Upload Your Slogans At Crest.Com
Yea, I saw the commercial. You know the one with that annoying TV chef? BAM! BAM! BAM! BAM! BAM!!
And a bunch of idiots cheer and clap. At least now we know what this child TV star is doing today!
Traded in the club for a pepper grinder huh?
Anyhow - these are some of my submissions to Crest.Com!!
1. Crest - because it tastes better than rotten teeth!
2. Crest - now with mouth herpes killing agents!
3. Crest - because crystal meth addicts need to brush too!
4. Made in the USA, so why not spend your tax rebate check on the stuff?
5. Crest - Not made in China so you know its 100% lead free!
6. Crest - possibly made in China but tested to make sure it only contains a little lead.
7. Crest - use daily OR ELSE THIS WILL BE WHAT YOUR TEETH LOOK LIKE!

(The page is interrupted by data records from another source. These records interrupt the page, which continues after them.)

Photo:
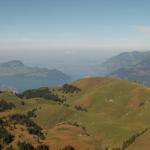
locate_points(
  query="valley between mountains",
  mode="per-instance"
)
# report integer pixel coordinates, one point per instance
(92, 113)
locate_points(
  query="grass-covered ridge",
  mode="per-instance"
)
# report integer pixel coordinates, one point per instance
(112, 113)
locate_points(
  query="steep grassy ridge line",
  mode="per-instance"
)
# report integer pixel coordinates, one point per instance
(116, 110)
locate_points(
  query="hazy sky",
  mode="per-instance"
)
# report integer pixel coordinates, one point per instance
(113, 24)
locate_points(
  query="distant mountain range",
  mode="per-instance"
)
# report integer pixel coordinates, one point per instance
(123, 60)
(17, 68)
(16, 75)
(130, 65)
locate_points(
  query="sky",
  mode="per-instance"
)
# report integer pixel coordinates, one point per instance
(74, 24)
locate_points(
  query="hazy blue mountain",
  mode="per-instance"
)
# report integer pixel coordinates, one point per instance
(139, 72)
(14, 74)
(123, 60)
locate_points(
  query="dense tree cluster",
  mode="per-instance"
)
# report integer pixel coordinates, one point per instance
(5, 135)
(66, 88)
(131, 140)
(5, 105)
(79, 108)
(32, 113)
(32, 127)
(68, 148)
(42, 93)
(27, 146)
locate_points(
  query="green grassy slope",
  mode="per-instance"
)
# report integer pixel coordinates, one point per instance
(115, 111)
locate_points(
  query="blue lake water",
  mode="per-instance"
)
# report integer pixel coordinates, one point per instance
(22, 83)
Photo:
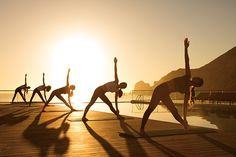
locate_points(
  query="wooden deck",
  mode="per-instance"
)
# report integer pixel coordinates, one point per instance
(25, 131)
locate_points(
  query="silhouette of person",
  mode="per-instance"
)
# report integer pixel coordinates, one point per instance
(113, 86)
(38, 90)
(181, 84)
(68, 89)
(20, 88)
(192, 98)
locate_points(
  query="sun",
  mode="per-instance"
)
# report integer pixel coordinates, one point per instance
(85, 57)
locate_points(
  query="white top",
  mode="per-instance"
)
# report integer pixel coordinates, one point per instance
(111, 87)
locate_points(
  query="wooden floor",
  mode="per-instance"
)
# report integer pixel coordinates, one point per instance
(25, 131)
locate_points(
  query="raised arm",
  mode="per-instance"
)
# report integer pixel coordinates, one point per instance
(187, 67)
(25, 79)
(43, 79)
(115, 70)
(67, 79)
(44, 90)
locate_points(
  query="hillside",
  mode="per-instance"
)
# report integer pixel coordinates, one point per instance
(219, 74)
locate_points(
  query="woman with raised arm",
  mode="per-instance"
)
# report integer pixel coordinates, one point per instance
(113, 86)
(20, 88)
(38, 90)
(68, 89)
(181, 84)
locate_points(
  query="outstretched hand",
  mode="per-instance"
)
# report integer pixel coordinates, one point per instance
(115, 60)
(186, 43)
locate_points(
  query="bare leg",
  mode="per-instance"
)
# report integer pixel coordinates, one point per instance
(170, 105)
(50, 98)
(22, 96)
(153, 104)
(34, 92)
(63, 100)
(40, 95)
(92, 101)
(108, 102)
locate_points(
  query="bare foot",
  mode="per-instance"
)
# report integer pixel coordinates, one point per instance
(84, 119)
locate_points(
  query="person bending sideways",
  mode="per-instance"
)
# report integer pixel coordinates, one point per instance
(68, 89)
(113, 87)
(38, 90)
(183, 84)
(19, 90)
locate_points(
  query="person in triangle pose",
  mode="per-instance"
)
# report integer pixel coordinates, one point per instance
(113, 87)
(38, 90)
(19, 90)
(68, 89)
(162, 92)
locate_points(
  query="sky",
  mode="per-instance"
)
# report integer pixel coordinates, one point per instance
(51, 36)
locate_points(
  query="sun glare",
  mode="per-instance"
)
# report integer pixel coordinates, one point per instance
(85, 57)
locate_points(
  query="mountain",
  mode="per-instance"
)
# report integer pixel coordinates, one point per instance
(219, 74)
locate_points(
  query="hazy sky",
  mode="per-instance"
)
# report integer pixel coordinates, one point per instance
(145, 35)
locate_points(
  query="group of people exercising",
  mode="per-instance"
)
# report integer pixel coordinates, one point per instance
(184, 84)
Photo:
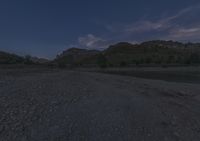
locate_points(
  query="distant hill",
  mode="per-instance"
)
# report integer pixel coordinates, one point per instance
(8, 58)
(124, 54)
(76, 56)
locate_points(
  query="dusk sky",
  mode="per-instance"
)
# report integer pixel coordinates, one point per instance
(45, 28)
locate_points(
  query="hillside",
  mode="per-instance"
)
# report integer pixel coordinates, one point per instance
(124, 54)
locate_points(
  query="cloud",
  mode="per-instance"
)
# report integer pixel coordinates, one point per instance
(91, 41)
(185, 34)
(184, 25)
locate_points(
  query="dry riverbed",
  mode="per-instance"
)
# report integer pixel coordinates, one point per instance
(60, 105)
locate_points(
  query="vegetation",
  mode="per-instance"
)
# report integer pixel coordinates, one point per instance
(126, 54)
(119, 55)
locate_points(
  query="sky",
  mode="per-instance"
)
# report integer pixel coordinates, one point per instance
(45, 28)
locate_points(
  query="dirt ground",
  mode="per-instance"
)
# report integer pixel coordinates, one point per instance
(64, 105)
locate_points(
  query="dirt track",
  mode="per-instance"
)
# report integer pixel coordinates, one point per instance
(86, 106)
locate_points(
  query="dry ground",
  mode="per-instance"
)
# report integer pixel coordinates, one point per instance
(62, 105)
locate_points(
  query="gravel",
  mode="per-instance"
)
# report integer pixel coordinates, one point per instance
(62, 105)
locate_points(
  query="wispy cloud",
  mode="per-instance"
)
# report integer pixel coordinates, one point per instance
(91, 41)
(184, 25)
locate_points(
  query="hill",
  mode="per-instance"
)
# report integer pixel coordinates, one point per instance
(124, 54)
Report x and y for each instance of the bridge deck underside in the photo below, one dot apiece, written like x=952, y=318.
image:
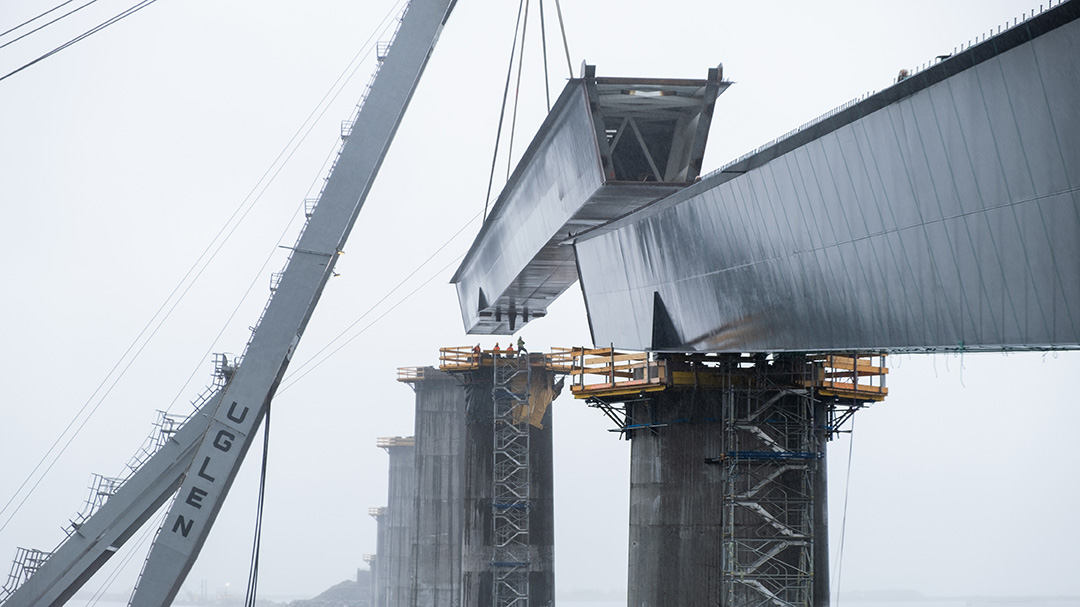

8. Crest - buy a tube then CRAM IT down the throat of your favorite bank CEO!
9. Crest - that minty flavor? ITS NOT MINT!!!! HAAHAHAAHAHAHHAAH!!!
10. Because Frank N. Stein says "Crest sofa king good".
Somehow, I do not think Ill be winning the contest. But they asked! Companies should really not ask me for slogans. I can come up with some you will never EVER forget - but that might not be a good thing marketing wise.
Even if every so-called marketing "expert" says that a memorable slogan is exactly what you want.
Well - you would never forget "now with herpes medicine" as a slogan would you? I would not!
And if you meet someone, and end up at their place, and you see a tube of toothpaste with herpes medicine - you know its probably a good time to leave. Unless it is already too late. In which case you might as well hang out for a few more hours. In for a penny in for a pound.
NOTE - I do not really have a problem with the Crest company - so DO NOT SUE ME!!! I have no money anyway. You would be drilling in a very dry well.
In fact, I use the stuff. Teeth are important. You need them for things like opening bottles and gripping fishing line and holding things and what not.
Labels: marketing
3 Comments:
I have seafood-flavored toothpaste.
Sounds yummy. If I tried to brush my cats teeth I would have to donate a pint of blood. It would not go to a blood bank, it would end up on the floor.
The only dental care my cats get is what nature provides, and a diet of dry food. Princess, a cat I found when I was in second grade, lived 20 years and never lost so much as a tooth.
My dogs have chicken-flavored toothpaste. Maybe I should get Emeril to kick that up a notch.